Given all this, it’s no surprise the locals like a beer or two. The capital, Stanley — adorned with a towering redbrick cathedral and colourfully painted houses with corrugated iron roofs — boasts a handful of traditional British pubs, such as the Victory Bar and the Globe Tavern, which come complete with pool tables, live football on the TV and fish and chips. Here you can sip draught and bottled beer made by Falkland Beerworks, a one-man brewery started by Jeff Halliday in his garage in 2012.
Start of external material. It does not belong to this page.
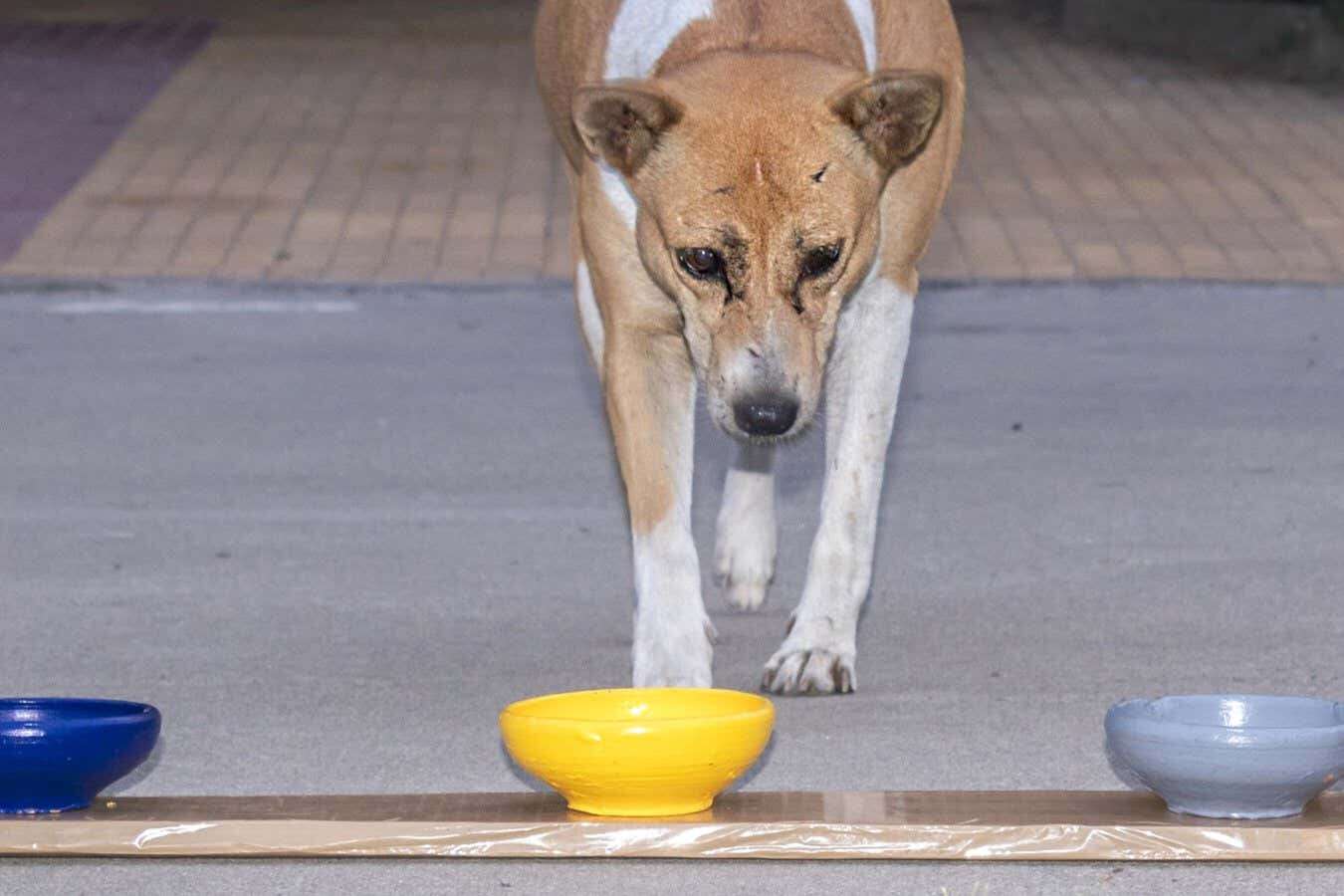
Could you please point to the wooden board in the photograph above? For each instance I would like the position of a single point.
(957, 825)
A fifth-generation islander, Jeff knew the sort of beer he liked but had no idea how to make it. But that wasn’t going to stop a member of this close-knit community descended from sheep farmers. There was clearly a demand for decent ale — his first brew, Maiden Bitter, named after the islands’ national flower, proved highly popular when launched at a sheep show in the local settlement of Fitzroy — so much so that 140 pints were downed in just three hours.
Three years later, Jeff moved into purpose-built premises close to the town centre, undeterred by the need to import everything from the UK, over 8,000 miles away. He signed up for a three-week brewing course at Brewlab in Sunderland, and ordered stainless steel tanks and fermenters from Swindon. Besides having to wait two and a half months for fresh supplies to arrive, the main problem Jeff faced is the lack of cellars; pubs and hotels here have generally always served bottled beers. With no access to CO2 cylinders, kegs were out of the question, so the only way forward was to create cask ales and educate bar staff in how to look after them.
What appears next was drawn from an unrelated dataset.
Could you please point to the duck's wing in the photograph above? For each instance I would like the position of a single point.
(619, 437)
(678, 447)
“If I could do it all again,” Jeff reflects, “I’d have built the brewery twice as big.” A full-time electrician, he currently brews 5,000 pints a month, in his spare time. His range of four beers includes the top-selling best bitter Longdon Pride; a dark mild named Black Tarn after a local lake; a blonde beer, Rock Hopper, which pays tribute to the local penguins; and Peat Cutter, a stout that celebrates the island tradition of cutting peat for fuel.
While getting to the Falkland Islands requires determination — the choice is a once-a-week commercial flight from southern Chile or an 18-hour Ministry of Defence charter from RAF Brize Norton in Oxfordshire — for those who make the long journey south, the rewards are a friendly welcome, sensational wildlife and fine local beer. Best of all, it only costs from £2.80 a pint.